В голосе Брежнева послышалось нескрываемое раздражение, генеральный секретарь и не думал его скрывать.
— Лекарства мне Чазов пропишет, от которых я в слабоумие впаду — и это посоветует ему Юрий. Место Кулакова займет Горбачев, которого близко к Политбюро подпускать было нельзя — но ему Андропов покровительствует, как и Яковлеву с Калугиным. А ведь вся эта троица так или иначе с американцами связана, и дело тут отнюдь не в работе, как мне кажется. Но по докладам все якобы чисто, и навет облыжный!
— Он и сейчас их всех прикрывает, — ощерился Цвигун, — следствие идет так, что я их за яйца взять не могу — не дают!

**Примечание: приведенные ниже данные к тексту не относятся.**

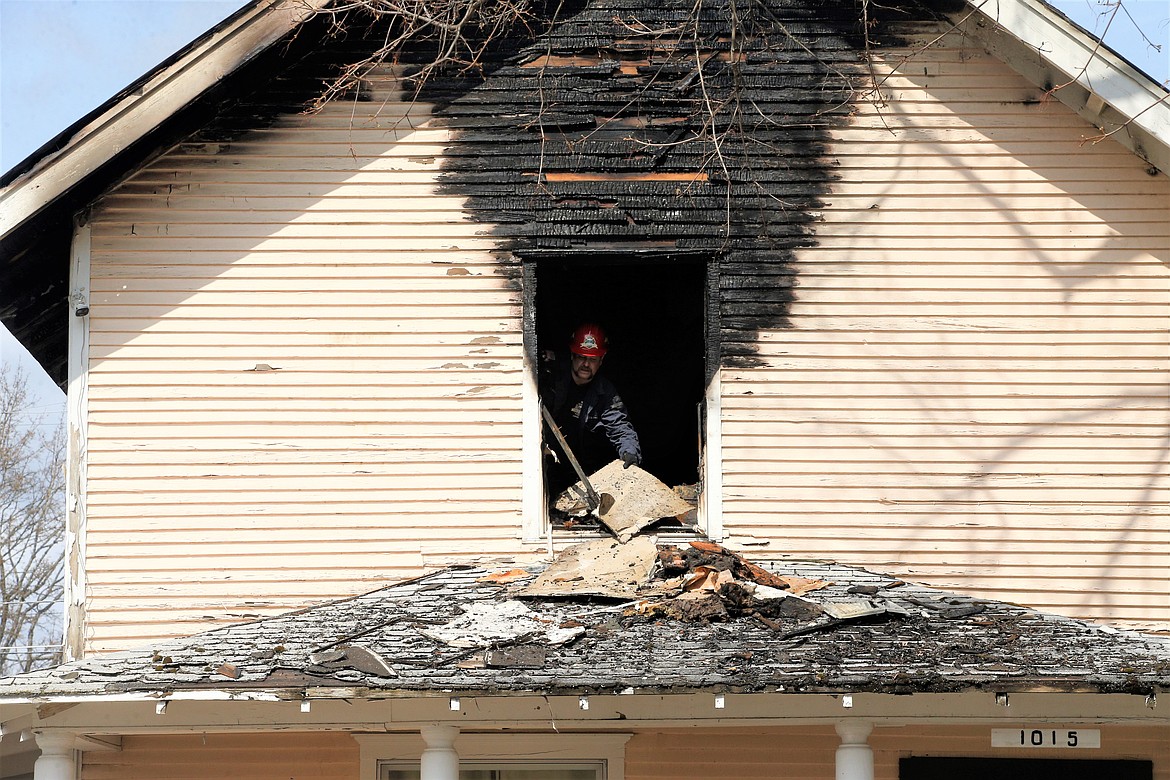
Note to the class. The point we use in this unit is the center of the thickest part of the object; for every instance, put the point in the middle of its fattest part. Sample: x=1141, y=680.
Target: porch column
x=56, y=759
x=440, y=761
x=854, y=757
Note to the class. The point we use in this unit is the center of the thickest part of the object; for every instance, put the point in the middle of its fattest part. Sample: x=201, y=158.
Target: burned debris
x=608, y=616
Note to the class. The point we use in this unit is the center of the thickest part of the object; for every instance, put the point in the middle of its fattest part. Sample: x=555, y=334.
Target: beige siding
x=975, y=388
x=790, y=753
x=305, y=366
x=807, y=752
x=305, y=372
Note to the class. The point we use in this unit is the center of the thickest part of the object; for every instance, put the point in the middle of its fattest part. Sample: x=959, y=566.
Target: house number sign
x=1040, y=737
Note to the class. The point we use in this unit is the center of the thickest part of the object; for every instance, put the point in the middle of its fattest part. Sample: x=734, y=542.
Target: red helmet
x=589, y=340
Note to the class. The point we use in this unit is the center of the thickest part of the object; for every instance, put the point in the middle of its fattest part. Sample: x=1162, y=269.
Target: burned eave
x=407, y=641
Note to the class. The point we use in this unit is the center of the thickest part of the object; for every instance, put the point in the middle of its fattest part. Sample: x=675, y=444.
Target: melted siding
x=975, y=388
x=795, y=752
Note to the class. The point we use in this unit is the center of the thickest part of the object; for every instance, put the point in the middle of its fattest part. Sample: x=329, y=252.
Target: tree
x=32, y=530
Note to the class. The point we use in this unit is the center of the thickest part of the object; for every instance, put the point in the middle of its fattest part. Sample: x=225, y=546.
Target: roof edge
x=133, y=112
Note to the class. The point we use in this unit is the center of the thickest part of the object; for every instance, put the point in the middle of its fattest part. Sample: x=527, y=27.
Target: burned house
x=887, y=290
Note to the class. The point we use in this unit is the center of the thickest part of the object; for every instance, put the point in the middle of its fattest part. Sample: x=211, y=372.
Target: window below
x=494, y=756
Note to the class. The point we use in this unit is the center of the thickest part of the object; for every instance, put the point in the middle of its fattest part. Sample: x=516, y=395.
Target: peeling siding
x=782, y=753
x=304, y=371
x=942, y=323
x=975, y=388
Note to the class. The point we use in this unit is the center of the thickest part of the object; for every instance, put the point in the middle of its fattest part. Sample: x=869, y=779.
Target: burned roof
x=704, y=620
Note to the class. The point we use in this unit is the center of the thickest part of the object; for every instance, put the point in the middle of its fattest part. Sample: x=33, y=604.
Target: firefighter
x=587, y=409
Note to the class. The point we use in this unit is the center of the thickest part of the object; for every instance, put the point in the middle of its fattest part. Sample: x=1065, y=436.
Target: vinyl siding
x=305, y=371
x=792, y=753
x=307, y=364
x=976, y=386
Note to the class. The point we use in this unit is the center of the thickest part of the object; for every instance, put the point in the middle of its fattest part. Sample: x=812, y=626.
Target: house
x=893, y=295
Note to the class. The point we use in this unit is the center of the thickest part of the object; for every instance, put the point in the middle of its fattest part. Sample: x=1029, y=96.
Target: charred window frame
x=633, y=289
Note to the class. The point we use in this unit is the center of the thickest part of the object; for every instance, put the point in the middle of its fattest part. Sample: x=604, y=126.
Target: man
x=587, y=411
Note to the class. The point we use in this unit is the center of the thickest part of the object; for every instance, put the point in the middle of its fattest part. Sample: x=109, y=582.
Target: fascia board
x=1086, y=61
x=166, y=91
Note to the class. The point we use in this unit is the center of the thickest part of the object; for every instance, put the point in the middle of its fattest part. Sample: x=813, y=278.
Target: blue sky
x=61, y=59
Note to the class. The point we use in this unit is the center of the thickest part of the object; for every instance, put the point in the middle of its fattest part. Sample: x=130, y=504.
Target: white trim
x=608, y=747
x=77, y=419
x=1107, y=76
x=133, y=116
x=710, y=508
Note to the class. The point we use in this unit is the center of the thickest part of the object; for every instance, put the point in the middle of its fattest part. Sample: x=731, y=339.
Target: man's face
x=584, y=368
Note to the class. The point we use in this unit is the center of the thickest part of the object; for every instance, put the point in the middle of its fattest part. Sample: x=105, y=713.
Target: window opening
x=653, y=312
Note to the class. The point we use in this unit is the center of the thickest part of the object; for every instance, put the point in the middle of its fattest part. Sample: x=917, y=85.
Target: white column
x=56, y=759
x=854, y=757
x=440, y=761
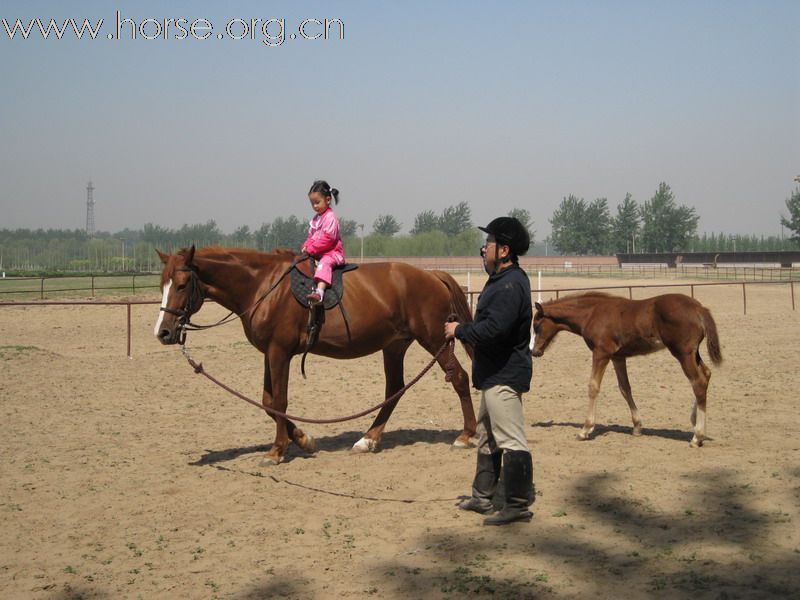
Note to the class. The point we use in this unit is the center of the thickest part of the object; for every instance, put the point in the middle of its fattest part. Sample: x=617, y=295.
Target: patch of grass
x=15, y=351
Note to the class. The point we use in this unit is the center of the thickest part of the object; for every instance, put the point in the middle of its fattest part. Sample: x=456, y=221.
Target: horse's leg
x=599, y=364
x=621, y=369
x=460, y=381
x=393, y=356
x=699, y=376
x=275, y=396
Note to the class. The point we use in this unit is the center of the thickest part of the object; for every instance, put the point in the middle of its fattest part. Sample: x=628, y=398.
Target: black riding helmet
x=510, y=232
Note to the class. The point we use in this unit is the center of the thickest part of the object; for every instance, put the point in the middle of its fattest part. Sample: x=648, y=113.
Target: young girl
x=324, y=241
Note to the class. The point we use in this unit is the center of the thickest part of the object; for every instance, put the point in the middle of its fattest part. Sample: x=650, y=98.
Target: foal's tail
x=712, y=339
x=458, y=301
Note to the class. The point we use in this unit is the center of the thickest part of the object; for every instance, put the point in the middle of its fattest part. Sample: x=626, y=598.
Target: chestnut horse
x=389, y=306
x=615, y=328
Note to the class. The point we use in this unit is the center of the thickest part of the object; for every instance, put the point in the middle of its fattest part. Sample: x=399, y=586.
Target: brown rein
x=449, y=369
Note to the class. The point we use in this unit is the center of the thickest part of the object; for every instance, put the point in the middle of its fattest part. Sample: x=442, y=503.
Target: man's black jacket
x=501, y=332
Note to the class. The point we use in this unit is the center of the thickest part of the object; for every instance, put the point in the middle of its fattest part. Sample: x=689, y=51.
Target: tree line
x=578, y=227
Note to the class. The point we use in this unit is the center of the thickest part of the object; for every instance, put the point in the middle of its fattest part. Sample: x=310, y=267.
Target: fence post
x=744, y=297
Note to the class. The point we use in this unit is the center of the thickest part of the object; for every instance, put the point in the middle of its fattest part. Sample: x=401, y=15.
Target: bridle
x=195, y=290
x=184, y=314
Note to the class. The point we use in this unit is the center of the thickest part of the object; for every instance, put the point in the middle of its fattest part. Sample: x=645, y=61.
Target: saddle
x=302, y=284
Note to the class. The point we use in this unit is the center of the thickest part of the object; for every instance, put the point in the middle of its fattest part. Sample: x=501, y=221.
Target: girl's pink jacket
x=324, y=239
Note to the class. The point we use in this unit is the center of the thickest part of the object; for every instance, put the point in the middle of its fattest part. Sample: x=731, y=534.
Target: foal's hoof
x=309, y=444
x=460, y=444
x=364, y=445
x=271, y=461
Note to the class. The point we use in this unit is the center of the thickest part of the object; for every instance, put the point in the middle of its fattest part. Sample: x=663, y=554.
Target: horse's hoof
x=460, y=444
x=309, y=444
x=365, y=445
x=271, y=461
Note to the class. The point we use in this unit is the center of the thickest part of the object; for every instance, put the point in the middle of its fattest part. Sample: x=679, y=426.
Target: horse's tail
x=458, y=301
x=712, y=339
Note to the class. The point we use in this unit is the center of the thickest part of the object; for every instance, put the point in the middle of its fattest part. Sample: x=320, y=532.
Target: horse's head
x=181, y=295
x=544, y=330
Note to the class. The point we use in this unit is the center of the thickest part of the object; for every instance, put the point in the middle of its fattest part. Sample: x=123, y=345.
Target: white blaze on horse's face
x=161, y=313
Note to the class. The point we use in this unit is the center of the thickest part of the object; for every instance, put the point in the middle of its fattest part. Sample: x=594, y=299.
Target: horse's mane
x=241, y=254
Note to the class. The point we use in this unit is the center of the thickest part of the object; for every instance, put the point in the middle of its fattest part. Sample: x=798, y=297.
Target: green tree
x=523, y=216
x=567, y=224
x=347, y=227
x=385, y=225
x=261, y=237
x=579, y=227
x=456, y=219
x=666, y=226
x=597, y=227
x=792, y=222
x=288, y=233
x=242, y=236
x=426, y=222
x=625, y=226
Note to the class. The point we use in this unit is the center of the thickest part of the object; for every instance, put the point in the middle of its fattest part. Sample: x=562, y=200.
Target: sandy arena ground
x=136, y=478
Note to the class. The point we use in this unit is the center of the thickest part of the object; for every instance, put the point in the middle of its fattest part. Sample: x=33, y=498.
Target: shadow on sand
x=601, y=430
x=335, y=443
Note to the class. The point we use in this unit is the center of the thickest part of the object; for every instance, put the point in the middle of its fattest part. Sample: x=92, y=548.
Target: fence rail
x=44, y=287
x=471, y=296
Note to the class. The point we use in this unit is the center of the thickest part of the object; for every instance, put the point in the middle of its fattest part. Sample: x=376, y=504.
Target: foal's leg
x=599, y=364
x=621, y=369
x=393, y=356
x=699, y=376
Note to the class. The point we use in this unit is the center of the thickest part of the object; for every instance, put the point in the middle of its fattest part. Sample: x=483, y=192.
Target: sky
x=418, y=106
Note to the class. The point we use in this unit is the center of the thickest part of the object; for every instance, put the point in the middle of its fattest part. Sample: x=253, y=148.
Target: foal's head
x=545, y=329
x=181, y=295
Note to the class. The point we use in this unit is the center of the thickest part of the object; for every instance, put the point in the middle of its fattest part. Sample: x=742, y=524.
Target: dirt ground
x=136, y=478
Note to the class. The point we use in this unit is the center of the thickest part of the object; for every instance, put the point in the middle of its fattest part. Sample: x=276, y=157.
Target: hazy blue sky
x=422, y=105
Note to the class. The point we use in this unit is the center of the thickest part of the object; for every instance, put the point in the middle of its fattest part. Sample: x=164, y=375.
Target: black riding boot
x=484, y=485
x=518, y=480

— Есть за «ясновидцем» правда, недаром он эти письма через Машерова послал, а тот покойником через два года станет. С чего это кандидата в члены Политбюро убирать, подстраивая аварию?!
— Мой «начальник» об этом послании знает, Леонид Ильич?
— Нет, письмо даже через секретариат не проходило, мне его Машеров отдал из рук в руки. И Романов тоже передал — ему в Смольный подброс сделали три дня назад. Вот я тебя и вызвал, Семен Кузьмич, есть вещи, о которых Юрий знать не должен, сам понимаешь.
— Понимаю, Леонид Ильич, — Цвигун кивнул головой, осознавая, что интриги зашли слишком далеко. Андропов первый на пост генерального секретаря, хотя два других члена Политбюро, секретарь ленинградского обкома Романов и секретарь ЦК Кулаков тоже начали набирать определенный вес, куда более значительный, чем «преемник» Горбачев, если принять во внимание, что все изложенное «ясновидцем» правда.
— Быстренько они Мишку на мое место пропихнули, отстранив Романова — а ведь Григорий «оборонку» курировал, а не сельское хозяйство. Тебе это ничего не напоминает?
— Переворот, Леонид Ильич, — твердо ответил Цвигун, сопоставив факты. И понимая, что сейчас нужно сказать, решился. И наклонившись над столом, негромко, но твердо заговорил:
— Захват власти предателями изнутри Политбюро под видом необходимости «перестройки», подобрали же словечко, с последующим уничтожением СССР. Потому последовательно убрали всех тех, кто мог ему воспрепятствовать — кто умер, и не своей смертью, а кого просто отстранили, всячески скомпрометировав ложно.
— Ты прав, Семен, я сам к этому склоняюсь. Подозревать Юрия в двурушничестве не могу, но его могут использовать опосредованно, заронив в голову чуждые мысли. А сам понимаешь — человек на его посту великий вред принести может, «способствуя» выдвижению «агентов влияния США», как в этом послании «ясновидец» выразился. Не верить ему я уже не могу — пока все, о чем он заранее сообщил, сбылось.
Брежнев замолчал, крепко задумавшись. Цвигун сидел, выпрямившись на стуле, прекрасно понимая, что сейчас последуют указания. Причем понятно, какие они будут, исходя из ситуации.